I've heard others in the security community, including some CISOs, indicate that attribution is not a priority. The rationale is that the research cost of knowing "who" outweighs any advantages gained. Additionally, most organizations simply don't have the investigative capability, and even if they do, what would they do with the identity of their attacker other than turn it over to the appropriate law enforcement authorities? For most APT and cybercrime, threat actors reside beyond the reach of any law enforcement with an interest in prosecuting them.
Ergo, they argue that it is more important to focus on the "how" of an attack, not the "who."
I understand this position, but I believe it overlooks much of the value of attribution. Think of the number of potential "hows" there are for a typical organization to cover. There is always a vulnerability that can be exploited, whether it's in your people or your IT systems. You can do much to reduce exposure by hardening, patching and deploying both signature-based and signature-less security tools, but you can't remove every single "how" an attacker could use.
Having a sense of "who" helps you focus on the most critical "hows." Knowing an attacker's full identity isn't always necessary, but having a specific threat actor profile gives you a better understanding of your adversary's tradecraft, behaviors and motives. It can help you narrow your focus from thousands of potential threat indicators to a subset that you can prioritize. This can be used to better tune instrumentation as well as information security monitoring and targeting threat hunting processes to detect the threat earlier in the kill chain.

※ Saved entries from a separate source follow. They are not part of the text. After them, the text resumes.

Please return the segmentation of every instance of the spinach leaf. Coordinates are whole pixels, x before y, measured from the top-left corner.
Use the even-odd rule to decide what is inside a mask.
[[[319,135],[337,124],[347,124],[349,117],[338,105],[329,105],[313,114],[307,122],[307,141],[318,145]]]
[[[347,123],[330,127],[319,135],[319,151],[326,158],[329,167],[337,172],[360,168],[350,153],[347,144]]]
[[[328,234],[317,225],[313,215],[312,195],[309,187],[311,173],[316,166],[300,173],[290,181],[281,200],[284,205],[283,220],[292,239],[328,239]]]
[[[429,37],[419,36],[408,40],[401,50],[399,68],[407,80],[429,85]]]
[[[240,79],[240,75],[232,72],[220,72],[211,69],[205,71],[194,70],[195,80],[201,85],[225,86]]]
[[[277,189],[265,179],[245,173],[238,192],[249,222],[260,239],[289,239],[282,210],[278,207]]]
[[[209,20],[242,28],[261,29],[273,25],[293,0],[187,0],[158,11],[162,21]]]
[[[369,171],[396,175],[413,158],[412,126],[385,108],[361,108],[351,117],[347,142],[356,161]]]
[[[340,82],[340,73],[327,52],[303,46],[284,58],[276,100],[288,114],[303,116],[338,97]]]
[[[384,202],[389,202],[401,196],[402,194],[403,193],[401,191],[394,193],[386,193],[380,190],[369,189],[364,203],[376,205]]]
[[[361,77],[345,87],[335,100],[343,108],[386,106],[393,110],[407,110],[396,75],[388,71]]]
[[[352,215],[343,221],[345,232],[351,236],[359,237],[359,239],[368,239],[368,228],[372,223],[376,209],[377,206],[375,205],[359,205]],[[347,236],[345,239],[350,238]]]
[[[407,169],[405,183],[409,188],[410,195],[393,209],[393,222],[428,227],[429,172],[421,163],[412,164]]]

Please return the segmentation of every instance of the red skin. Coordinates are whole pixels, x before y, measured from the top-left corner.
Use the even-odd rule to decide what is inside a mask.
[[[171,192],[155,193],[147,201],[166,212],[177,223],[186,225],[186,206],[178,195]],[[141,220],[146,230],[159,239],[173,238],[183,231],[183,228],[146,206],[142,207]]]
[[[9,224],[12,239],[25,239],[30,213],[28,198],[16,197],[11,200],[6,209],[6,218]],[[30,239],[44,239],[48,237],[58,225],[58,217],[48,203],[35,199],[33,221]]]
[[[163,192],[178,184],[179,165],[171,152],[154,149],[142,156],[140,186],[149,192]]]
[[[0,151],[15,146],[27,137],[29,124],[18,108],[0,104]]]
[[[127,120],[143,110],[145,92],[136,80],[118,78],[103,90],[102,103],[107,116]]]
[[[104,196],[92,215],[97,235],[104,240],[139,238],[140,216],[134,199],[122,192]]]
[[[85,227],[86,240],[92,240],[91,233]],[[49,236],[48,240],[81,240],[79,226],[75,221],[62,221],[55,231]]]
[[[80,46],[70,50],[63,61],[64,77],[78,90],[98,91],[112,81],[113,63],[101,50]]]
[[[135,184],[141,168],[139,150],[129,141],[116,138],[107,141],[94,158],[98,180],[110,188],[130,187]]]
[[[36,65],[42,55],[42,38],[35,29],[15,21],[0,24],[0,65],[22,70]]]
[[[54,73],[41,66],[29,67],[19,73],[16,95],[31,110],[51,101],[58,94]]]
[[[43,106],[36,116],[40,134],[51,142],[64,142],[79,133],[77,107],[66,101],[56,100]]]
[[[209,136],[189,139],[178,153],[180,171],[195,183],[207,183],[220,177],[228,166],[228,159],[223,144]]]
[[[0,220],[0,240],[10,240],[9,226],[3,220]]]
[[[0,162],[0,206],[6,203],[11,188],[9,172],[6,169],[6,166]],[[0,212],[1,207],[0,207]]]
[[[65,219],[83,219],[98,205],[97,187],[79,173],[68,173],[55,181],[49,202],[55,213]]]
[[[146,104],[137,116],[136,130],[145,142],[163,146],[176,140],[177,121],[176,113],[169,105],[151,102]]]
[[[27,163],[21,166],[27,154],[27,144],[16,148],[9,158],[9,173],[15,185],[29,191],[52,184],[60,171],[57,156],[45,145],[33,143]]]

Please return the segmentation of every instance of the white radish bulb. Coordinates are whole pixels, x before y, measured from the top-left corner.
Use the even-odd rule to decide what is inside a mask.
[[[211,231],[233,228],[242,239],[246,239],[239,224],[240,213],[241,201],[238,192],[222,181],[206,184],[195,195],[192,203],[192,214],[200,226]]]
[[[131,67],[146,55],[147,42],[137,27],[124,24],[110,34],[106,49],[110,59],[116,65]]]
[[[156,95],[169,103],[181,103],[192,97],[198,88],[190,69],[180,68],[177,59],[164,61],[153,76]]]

A good threat actor profile also improves your ability to disrupt the attack and eradicate the adversary's presence in your environment. If you can link observed indicators to a known threat actor profile, you can respond to the threat with better awareness of the adversary's objectives and TTP (tactics, techniques and procedures). This puts you in much stronger position to counter the threat and protect targeted assets. Once you have disrupted the threat actor's progress, your adversary knows they've been discovered and will act. Knowing the attacker's TTP allows you to anticipate and limit their next steps, minimizing the window of engagement between disrupting the attack and removing the threat actor from your environment.
When you take into account the value of knowing the methods and motivation of your attacker, attribution matters. Security leaders, especially those concerned about APT and targeted threats, should pay attention to "who" if they want to be more effective at countering the "how."